Era la levée matinal de mi madre. Supongo que no seguiría el protocolo de la corte, pero en el dormitorio estaban presentes varios domésticos, mi tutor de entonces y un hombre al que había encargado el retrato en miniatura de Marie-Angélique.

—Sí, madre, está aquí detrás, junto al espejo.

Mi madre miró con ojo escrutador hacia donde le había indicado y se volvió con tal brusquedad que la doncella que le cepillaba el pelo dejó caer el cepillo.

—¿Y el cambio; dónde lo has puesto? —Yo se lo entregué y ella lo contó minuciosamente antes de dejarlo a un lado—. ¿Y la factura? —Saqué de la manga la factura de su parfumier con domicilio en la calle Beauregard y se la entregué—. No se la habrás enseñado a nadie, ¿verdad? —inquirió con voz chillona. Yo negué con la cabeza.

Omití decirle que había probado el perfume por el camino, cuando regresaba del recado la tarde anterior. Hacía tiempo que había aprendido a volver a sellar el frasco sin que mi madre advirtiera que había sido abierto, y así probaba todo perfume que me apeteciera. La mujer de la parfumerie en la Galerie du Palais surtía de toda clase de artículos a mi madre: tinte para el pelo, pintura de labios y ahora un nuevo perfume con algún producto de encantorio que hacía irresistible a quien lo usara. Ideal para probarlo en mi persona, pensé; no tiene tanto mérito hacer irresistible a una mujer guapa, pero si lo logra en una muchacha fea, coja, delgada y pequeñita, entonces sí será poderoso. Así que me rocié a discreción y el resto del día me mantuve fuera del alcance de mi madre.

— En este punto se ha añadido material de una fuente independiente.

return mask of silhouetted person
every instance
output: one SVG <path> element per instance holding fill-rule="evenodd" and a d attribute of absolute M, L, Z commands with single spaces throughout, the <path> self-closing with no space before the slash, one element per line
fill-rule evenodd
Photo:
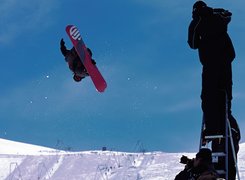
<path fill-rule="evenodd" d="M 212 164 L 212 152 L 208 148 L 200 149 L 196 158 L 189 160 L 185 169 L 175 180 L 216 180 L 218 174 Z"/>
<path fill-rule="evenodd" d="M 224 134 L 226 97 L 231 115 L 231 63 L 235 58 L 227 33 L 231 15 L 227 10 L 208 7 L 203 1 L 193 5 L 188 44 L 192 49 L 198 49 L 203 65 L 201 99 L 205 135 Z"/>

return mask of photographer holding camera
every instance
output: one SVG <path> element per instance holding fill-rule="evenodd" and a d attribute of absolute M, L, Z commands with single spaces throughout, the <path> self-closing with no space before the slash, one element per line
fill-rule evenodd
<path fill-rule="evenodd" d="M 212 152 L 208 148 L 200 149 L 196 158 L 182 156 L 180 163 L 186 164 L 175 180 L 216 180 L 218 174 L 212 164 Z"/>
<path fill-rule="evenodd" d="M 225 133 L 226 97 L 228 117 L 232 117 L 232 62 L 235 49 L 228 35 L 231 16 L 228 10 L 211 8 L 203 1 L 193 5 L 188 44 L 190 48 L 198 49 L 203 67 L 201 99 L 205 136 Z"/>

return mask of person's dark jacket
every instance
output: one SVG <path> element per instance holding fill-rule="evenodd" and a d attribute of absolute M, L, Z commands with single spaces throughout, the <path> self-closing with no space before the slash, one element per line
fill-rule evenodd
<path fill-rule="evenodd" d="M 188 31 L 188 44 L 198 49 L 203 65 L 219 63 L 226 59 L 232 62 L 235 50 L 227 33 L 231 13 L 224 9 L 213 9 L 208 6 L 193 10 Z"/>

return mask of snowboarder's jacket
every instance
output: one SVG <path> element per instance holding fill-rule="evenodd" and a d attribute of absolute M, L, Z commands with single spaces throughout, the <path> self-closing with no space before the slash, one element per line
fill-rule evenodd
<path fill-rule="evenodd" d="M 233 61 L 235 50 L 227 33 L 232 13 L 224 9 L 213 9 L 198 1 L 193 6 L 193 20 L 189 26 L 188 44 L 198 49 L 201 63 L 219 60 Z"/>
<path fill-rule="evenodd" d="M 60 42 L 60 50 L 65 57 L 66 62 L 69 65 L 69 68 L 74 74 L 86 74 L 87 70 L 82 64 L 75 48 L 73 47 L 71 50 L 68 50 L 65 46 L 65 42 L 63 39 Z"/>

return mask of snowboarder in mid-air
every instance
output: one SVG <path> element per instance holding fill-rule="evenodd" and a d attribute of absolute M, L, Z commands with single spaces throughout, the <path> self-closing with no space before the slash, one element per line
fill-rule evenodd
<path fill-rule="evenodd" d="M 79 58 L 74 47 L 68 50 L 65 46 L 65 41 L 63 38 L 60 41 L 60 50 L 63 56 L 65 57 L 65 61 L 68 63 L 69 69 L 73 72 L 73 79 L 76 82 L 80 82 L 86 76 L 89 76 L 86 68 L 84 67 L 81 59 Z M 92 57 L 92 51 L 87 48 L 90 56 Z M 95 60 L 92 59 L 92 64 L 96 64 Z"/>

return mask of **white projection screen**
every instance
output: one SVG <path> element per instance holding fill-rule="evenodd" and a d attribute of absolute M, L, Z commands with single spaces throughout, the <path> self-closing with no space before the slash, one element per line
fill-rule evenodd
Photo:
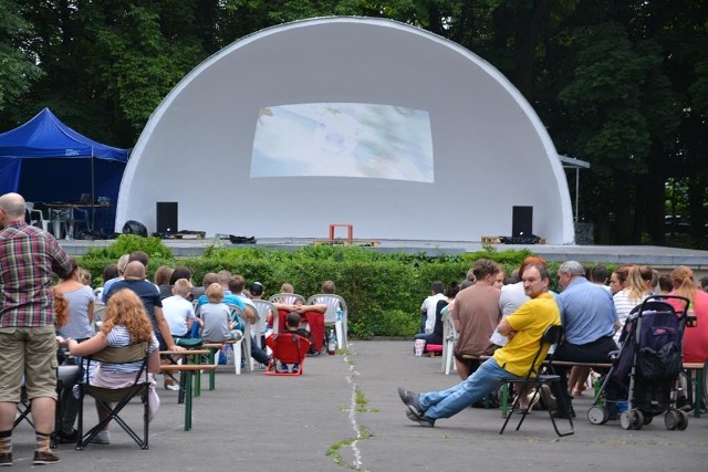
<path fill-rule="evenodd" d="M 543 124 L 511 83 L 460 45 L 391 20 L 303 20 L 246 36 L 165 97 L 126 167 L 116 231 L 256 238 L 573 243 L 568 185 Z"/>

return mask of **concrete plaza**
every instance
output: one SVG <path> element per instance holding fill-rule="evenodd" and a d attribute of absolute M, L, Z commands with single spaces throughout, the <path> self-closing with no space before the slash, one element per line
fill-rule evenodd
<path fill-rule="evenodd" d="M 58 449 L 59 471 L 462 471 L 462 470 L 705 470 L 708 417 L 690 417 L 685 431 L 667 431 L 663 417 L 639 431 L 618 421 L 590 424 L 589 394 L 574 401 L 575 434 L 558 438 L 545 411 L 533 411 L 520 431 L 499 436 L 499 410 L 466 409 L 436 428 L 409 421 L 396 387 L 421 391 L 459 381 L 445 376 L 440 358 L 415 357 L 413 342 L 350 344 L 347 355 L 309 357 L 302 377 L 262 370 L 217 373 L 216 389 L 194 399 L 192 430 L 184 431 L 177 392 L 159 389 L 162 407 L 150 423 L 149 450 L 140 450 L 116 424 L 110 445 Z M 139 405 L 127 418 L 139 424 Z M 95 421 L 93 401 L 85 406 Z M 136 423 L 137 421 L 137 423 Z M 513 421 L 513 419 L 512 419 Z M 561 428 L 568 421 L 559 422 Z M 13 469 L 32 466 L 27 423 L 13 434 Z"/>

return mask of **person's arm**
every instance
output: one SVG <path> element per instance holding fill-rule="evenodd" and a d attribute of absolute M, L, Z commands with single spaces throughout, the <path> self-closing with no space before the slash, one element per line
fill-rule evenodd
<path fill-rule="evenodd" d="M 98 332 L 95 336 L 90 339 L 84 340 L 83 343 L 76 343 L 76 339 L 67 338 L 66 339 L 66 348 L 71 353 L 72 356 L 82 357 L 90 356 L 92 354 L 96 354 L 100 350 L 103 350 L 106 346 L 108 346 L 108 339 L 103 332 Z"/>
<path fill-rule="evenodd" d="M 165 318 L 165 314 L 160 306 L 155 306 L 155 323 L 157 324 L 157 329 L 159 331 L 159 335 L 163 337 L 167 349 L 185 350 L 184 347 L 175 344 L 175 339 L 173 339 L 173 335 L 169 333 L 169 325 L 167 324 L 167 319 Z"/>

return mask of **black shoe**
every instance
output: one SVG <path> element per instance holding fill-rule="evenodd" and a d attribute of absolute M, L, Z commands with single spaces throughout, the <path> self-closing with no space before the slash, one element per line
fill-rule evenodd
<path fill-rule="evenodd" d="M 553 413 L 554 418 L 568 419 L 569 416 L 570 416 L 570 418 L 575 418 L 575 410 L 573 409 L 573 407 L 569 407 L 568 411 L 563 411 L 563 410 L 559 409 L 558 411 L 555 411 Z"/>
<path fill-rule="evenodd" d="M 75 429 L 71 430 L 71 432 L 59 431 L 56 433 L 56 442 L 60 444 L 74 444 L 76 439 L 79 439 L 79 431 Z"/>
<path fill-rule="evenodd" d="M 59 457 L 50 451 L 34 451 L 34 465 L 55 464 Z"/>
<path fill-rule="evenodd" d="M 419 394 L 414 394 L 413 391 L 408 391 L 402 387 L 398 387 L 398 396 L 400 397 L 400 400 L 404 402 L 404 405 L 413 409 L 413 412 L 415 415 L 417 415 L 418 417 L 423 417 L 423 409 L 420 408 L 419 402 Z"/>

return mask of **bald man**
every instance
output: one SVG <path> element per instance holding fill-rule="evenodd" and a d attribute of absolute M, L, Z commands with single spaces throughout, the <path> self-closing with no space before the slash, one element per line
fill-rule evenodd
<path fill-rule="evenodd" d="M 71 263 L 54 238 L 24 221 L 24 199 L 0 197 L 0 466 L 12 465 L 12 423 L 22 375 L 32 405 L 35 464 L 59 462 L 50 450 L 56 401 L 56 337 L 52 272 Z"/>
<path fill-rule="evenodd" d="M 132 290 L 143 301 L 147 317 L 153 323 L 155 336 L 159 340 L 160 350 L 183 350 L 181 347 L 175 344 L 169 333 L 169 324 L 163 314 L 163 301 L 159 298 L 159 291 L 145 280 L 145 265 L 142 262 L 133 261 L 125 266 L 124 279 L 111 285 L 111 290 L 106 294 L 106 301 L 111 300 L 111 295 L 123 289 Z"/>

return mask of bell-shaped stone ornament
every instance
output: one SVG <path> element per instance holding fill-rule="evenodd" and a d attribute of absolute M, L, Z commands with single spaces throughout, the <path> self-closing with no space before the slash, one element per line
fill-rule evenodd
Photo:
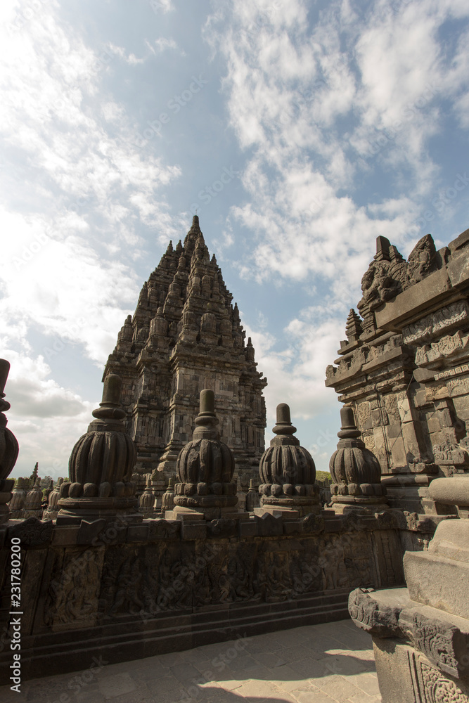
<path fill-rule="evenodd" d="M 172 510 L 174 507 L 174 479 L 170 477 L 168 482 L 168 487 L 161 496 L 161 510 Z"/>
<path fill-rule="evenodd" d="M 319 510 L 314 461 L 293 436 L 296 427 L 291 424 L 286 403 L 277 406 L 277 423 L 272 432 L 276 437 L 271 439 L 259 464 L 261 505 L 299 510 L 302 515 Z"/>
<path fill-rule="evenodd" d="M 360 439 L 353 409 L 340 411 L 342 429 L 337 449 L 330 457 L 332 502 L 338 505 L 381 510 L 387 507 L 386 489 L 380 482 L 380 463 Z"/>
<path fill-rule="evenodd" d="M 131 478 L 136 449 L 126 431 L 122 387 L 120 376 L 105 377 L 103 401 L 93 411 L 96 420 L 72 450 L 70 482 L 60 486 L 57 517 L 60 523 L 113 520 L 117 515 L 136 518 L 137 499 Z"/>
<path fill-rule="evenodd" d="M 221 441 L 217 429 L 214 394 L 207 389 L 200 392 L 200 413 L 192 441 L 177 458 L 176 505 L 212 515 L 238 503 L 233 452 Z"/>
<path fill-rule="evenodd" d="M 146 486 L 143 494 L 140 496 L 139 501 L 139 511 L 143 515 L 148 515 L 154 512 L 155 495 L 151 486 L 151 477 L 148 476 L 146 479 Z"/>

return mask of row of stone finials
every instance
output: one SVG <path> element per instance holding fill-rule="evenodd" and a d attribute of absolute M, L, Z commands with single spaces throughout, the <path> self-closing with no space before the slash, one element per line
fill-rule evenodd
<path fill-rule="evenodd" d="M 5 364 L 8 366 L 5 367 Z M 3 388 L 9 364 L 1 360 L 0 367 L 4 371 L 0 378 L 0 382 L 2 380 L 4 382 L 0 387 L 2 389 L 0 404 L 3 404 L 0 410 L 6 410 L 10 406 L 3 400 L 5 395 Z M 49 510 L 58 507 L 61 515 L 78 517 L 135 509 L 135 484 L 131 479 L 136 460 L 136 449 L 126 431 L 126 413 L 120 405 L 121 391 L 120 377 L 108 374 L 104 380 L 103 401 L 93 412 L 95 419 L 72 451 L 70 481 L 62 482 L 51 494 Z M 2 443 L 4 449 L 8 441 L 11 444 L 16 443 L 15 456 L 13 456 L 13 451 L 7 457 L 8 452 L 4 451 L 4 456 L 0 457 L 0 479 L 5 482 L 16 460 L 18 443 L 6 427 L 5 415 L 1 413 L 1 416 L 4 422 L 0 427 L 6 440 Z M 338 449 L 330 461 L 333 482 L 333 502 L 363 505 L 385 503 L 385 489 L 380 481 L 380 464 L 360 439 L 352 408 L 343 408 L 341 418 Z M 174 501 L 179 508 L 204 512 L 214 508 L 231 508 L 238 503 L 236 484 L 232 481 L 234 457 L 229 447 L 220 439 L 217 428 L 218 422 L 214 412 L 214 394 L 205 389 L 200 392 L 200 413 L 195 420 L 192 441 L 181 449 L 178 456 L 174 493 L 170 486 L 163 496 L 163 508 L 172 507 L 170 504 Z M 261 505 L 297 507 L 303 510 L 308 506 L 312 508 L 319 503 L 319 494 L 315 484 L 314 461 L 294 436 L 296 428 L 291 424 L 290 408 L 286 404 L 277 406 L 277 422 L 273 432 L 276 436 L 259 463 Z M 9 460 L 6 461 L 7 459 Z M 9 491 L 13 487 L 13 481 L 8 482 L 11 486 L 9 488 L 4 486 L 4 491 Z M 150 501 L 150 490 L 146 493 Z M 255 503 L 252 491 L 250 493 L 250 502 Z M 9 500 L 11 495 L 5 494 L 5 498 Z M 143 502 L 144 496 L 145 494 L 142 496 Z M 250 500 L 247 501 L 247 508 Z"/>

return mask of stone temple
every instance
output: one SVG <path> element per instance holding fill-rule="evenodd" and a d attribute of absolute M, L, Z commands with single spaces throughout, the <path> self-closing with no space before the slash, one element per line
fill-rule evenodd
<path fill-rule="evenodd" d="M 237 475 L 257 475 L 264 448 L 267 381 L 257 370 L 250 337 L 245 344 L 232 299 L 194 215 L 184 245 L 179 241 L 173 248 L 170 242 L 143 283 L 104 371 L 104 378 L 117 373 L 122 379 L 138 473 L 174 475 L 177 456 L 192 436 L 199 394 L 210 388 Z"/>
<path fill-rule="evenodd" d="M 294 408 L 278 403 L 262 453 L 266 382 L 197 218 L 143 286 L 44 512 L 39 478 L 8 478 L 18 444 L 0 359 L 0 685 L 165 654 L 185 685 L 196 658 L 179 666 L 175 652 L 218 657 L 264 633 L 258 683 L 286 683 L 296 703 L 469 703 L 469 230 L 439 251 L 427 235 L 407 260 L 378 237 L 361 289 L 326 370 L 344 406 L 326 505 Z M 240 500 L 237 467 L 255 464 Z M 155 474 L 170 475 L 158 505 Z M 373 664 L 343 657 L 350 618 L 373 638 L 380 697 L 341 688 L 349 666 L 358 682 Z M 304 626 L 319 624 L 333 636 L 319 631 L 311 654 Z M 300 644 L 279 652 L 271 633 L 291 628 Z M 255 678 L 252 658 L 222 681 Z M 169 698 L 155 676 L 128 699 L 214 699 L 213 669 L 190 695 L 173 695 L 174 678 Z M 287 699 L 243 688 L 230 699 Z"/>

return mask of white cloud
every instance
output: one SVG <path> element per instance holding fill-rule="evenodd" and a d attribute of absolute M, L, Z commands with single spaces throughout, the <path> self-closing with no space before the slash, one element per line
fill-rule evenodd
<path fill-rule="evenodd" d="M 435 98 L 456 98 L 464 119 L 467 41 L 451 57 L 438 32 L 469 11 L 413 1 L 393 12 L 380 2 L 365 18 L 334 3 L 309 33 L 307 7 L 246 0 L 218 9 L 207 39 L 226 60 L 230 122 L 252 151 L 243 173 L 250 201 L 232 209 L 257 235 L 242 274 L 319 276 L 340 296 L 357 285 L 378 235 L 398 245 L 415 238 L 413 202 L 429 197 L 439 175 L 427 149 L 441 129 Z M 369 207 L 355 202 L 361 172 L 390 169 L 406 173 L 395 177 L 395 195 Z"/>
<path fill-rule="evenodd" d="M 13 475 L 39 460 L 56 477 L 97 402 L 73 391 L 76 378 L 70 388 L 55 380 L 55 364 L 71 345 L 105 361 L 141 284 L 133 263 L 147 255 L 145 228 L 177 231 L 162 189 L 181 170 L 136 147 L 136 125 L 103 89 L 120 57 L 139 60 L 112 44 L 93 51 L 54 1 L 28 7 L 0 10 L 0 354 L 20 446 Z M 36 333 L 46 341 L 33 351 Z"/>

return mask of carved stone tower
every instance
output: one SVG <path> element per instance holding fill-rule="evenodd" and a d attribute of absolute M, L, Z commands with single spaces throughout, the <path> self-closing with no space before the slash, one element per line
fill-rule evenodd
<path fill-rule="evenodd" d="M 143 283 L 134 317 L 125 321 L 104 371 L 105 378 L 122 378 L 122 403 L 137 446 L 139 473 L 174 473 L 177 456 L 192 436 L 199 394 L 210 388 L 238 474 L 247 471 L 247 479 L 257 474 L 267 382 L 257 370 L 250 339 L 245 346 L 232 298 L 195 215 L 184 245 L 173 248 L 170 242 Z"/>

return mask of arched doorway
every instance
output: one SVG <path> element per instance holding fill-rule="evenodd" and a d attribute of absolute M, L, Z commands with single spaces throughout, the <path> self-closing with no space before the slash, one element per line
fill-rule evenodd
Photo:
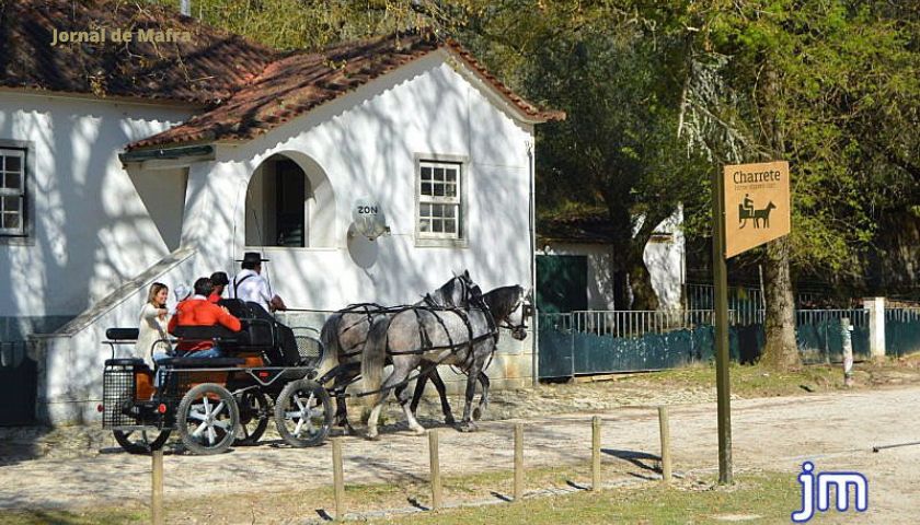
<path fill-rule="evenodd" d="M 253 172 L 246 188 L 246 246 L 331 246 L 334 201 L 329 179 L 310 158 L 277 153 Z"/>

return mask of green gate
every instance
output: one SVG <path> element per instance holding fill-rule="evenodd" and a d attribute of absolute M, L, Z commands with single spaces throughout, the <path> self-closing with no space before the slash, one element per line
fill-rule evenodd
<path fill-rule="evenodd" d="M 537 310 L 573 312 L 588 307 L 588 257 L 537 256 Z"/>
<path fill-rule="evenodd" d="M 0 341 L 0 425 L 35 422 L 38 369 L 25 350 L 25 341 Z"/>

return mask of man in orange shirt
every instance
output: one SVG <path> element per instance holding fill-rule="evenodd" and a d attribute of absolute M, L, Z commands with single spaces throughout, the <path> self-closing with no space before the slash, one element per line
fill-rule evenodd
<path fill-rule="evenodd" d="M 195 295 L 179 303 L 175 307 L 175 315 L 169 324 L 169 331 L 173 334 L 179 326 L 225 326 L 232 331 L 240 331 L 242 325 L 240 319 L 230 315 L 230 312 L 208 301 L 208 295 L 214 291 L 210 279 L 203 277 L 195 281 Z M 183 341 L 180 339 L 176 350 L 186 352 L 187 358 L 220 358 L 223 352 L 214 345 L 214 341 L 193 340 Z"/>

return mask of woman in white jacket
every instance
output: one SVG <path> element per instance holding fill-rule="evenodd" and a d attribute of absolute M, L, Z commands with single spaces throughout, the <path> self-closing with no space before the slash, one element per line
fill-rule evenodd
<path fill-rule="evenodd" d="M 166 325 L 170 322 L 170 311 L 166 308 L 169 288 L 154 282 L 147 292 L 147 302 L 140 308 L 140 323 L 137 335 L 137 355 L 153 368 L 153 360 L 165 357 L 170 350 Z M 156 347 L 156 348 L 154 348 Z"/>

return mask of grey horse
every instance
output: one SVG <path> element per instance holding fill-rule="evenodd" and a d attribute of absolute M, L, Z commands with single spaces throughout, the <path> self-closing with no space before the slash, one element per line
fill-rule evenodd
<path fill-rule="evenodd" d="M 479 287 L 470 279 L 470 272 L 464 270 L 415 304 L 433 307 L 462 307 L 469 304 L 471 296 L 478 296 L 480 293 Z M 333 381 L 335 424 L 344 428 L 347 433 L 353 434 L 355 430 L 348 422 L 345 389 L 357 378 L 360 372 L 361 353 L 365 349 L 370 325 L 377 317 L 386 317 L 398 310 L 399 307 L 387 308 L 372 303 L 353 304 L 332 314 L 320 331 L 320 340 L 326 354 L 324 368 L 329 369 L 329 372 L 320 382 L 325 384 L 330 380 Z M 444 381 L 437 375 L 437 372 L 430 378 L 440 394 L 445 422 L 453 424 L 453 415 L 450 412 L 450 405 L 447 402 Z"/>
<path fill-rule="evenodd" d="M 492 312 L 498 327 L 510 330 L 511 337 L 515 339 L 524 340 L 527 337 L 528 293 L 524 287 L 513 284 L 496 288 L 485 293 L 482 300 L 488 306 L 488 311 Z M 416 413 L 418 401 L 422 399 L 428 380 L 432 380 L 440 395 L 441 410 L 446 416 L 450 415 L 450 405 L 445 396 L 444 380 L 438 374 L 437 368 L 432 370 L 430 373 L 421 374 L 415 381 L 415 393 L 412 395 L 412 405 L 410 406 L 412 413 Z M 480 371 L 479 382 L 482 385 L 482 397 L 480 397 L 479 406 L 473 410 L 473 419 L 479 419 L 488 406 L 490 381 L 485 371 Z M 440 383 L 440 386 L 438 386 L 438 383 Z M 445 422 L 453 424 L 453 417 L 450 417 L 450 421 L 445 418 Z"/>
<path fill-rule="evenodd" d="M 474 299 L 467 308 L 411 306 L 392 316 L 373 320 L 361 355 L 364 388 L 372 405 L 367 422 L 369 439 L 377 439 L 377 422 L 390 389 L 395 390 L 410 430 L 419 435 L 425 432 L 412 413 L 405 385 L 419 366 L 433 369 L 441 364 L 459 366 L 468 374 L 467 402 L 458 429 L 465 432 L 476 429 L 471 418 L 475 384 L 486 360 L 495 352 L 498 323 L 508 320 L 513 308 L 524 315 L 525 308 L 516 308 L 515 305 L 522 303 L 526 293 L 521 287 L 511 288 L 519 300 L 508 301 L 507 311 L 504 312 L 491 311 L 480 298 L 478 301 Z M 516 339 L 522 339 L 526 331 L 518 329 L 513 335 Z M 393 371 L 383 381 L 383 366 L 388 358 Z"/>

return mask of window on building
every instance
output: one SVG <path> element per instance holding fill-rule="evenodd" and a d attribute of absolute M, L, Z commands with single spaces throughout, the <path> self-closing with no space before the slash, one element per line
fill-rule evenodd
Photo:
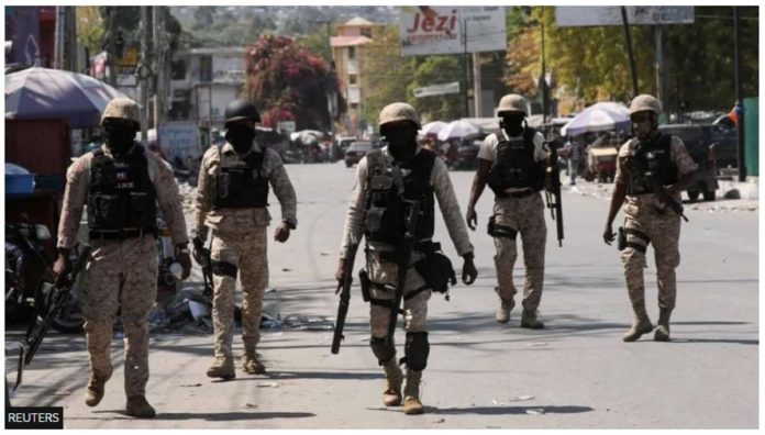
<path fill-rule="evenodd" d="M 186 79 L 186 60 L 178 59 L 173 62 L 170 65 L 170 79 L 171 80 L 185 80 Z"/>
<path fill-rule="evenodd" d="M 212 81 L 212 56 L 202 56 L 199 58 L 199 81 Z"/>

Antes había ido al cuarto de la torre en el que guardábamos la ropa vieja, los almohadones roídos por las ratas y los muebles que necesitaban arreglo, y saqué mi libro secreto. Y escribí la fecha: 18 de abril. Perfume irresistible; primera prueba. Luego estuve fuera toda la tarde, cosa que a mi hermana le estaba prohibido; pero la fealdad conlleva libertad y a mi madre le tenía sin cuidado lo que pudiera sucederme; y mi padre nunca se enteraba de que anduviera fuera de casa hasta que llegaba la hora de hablar de los romanos.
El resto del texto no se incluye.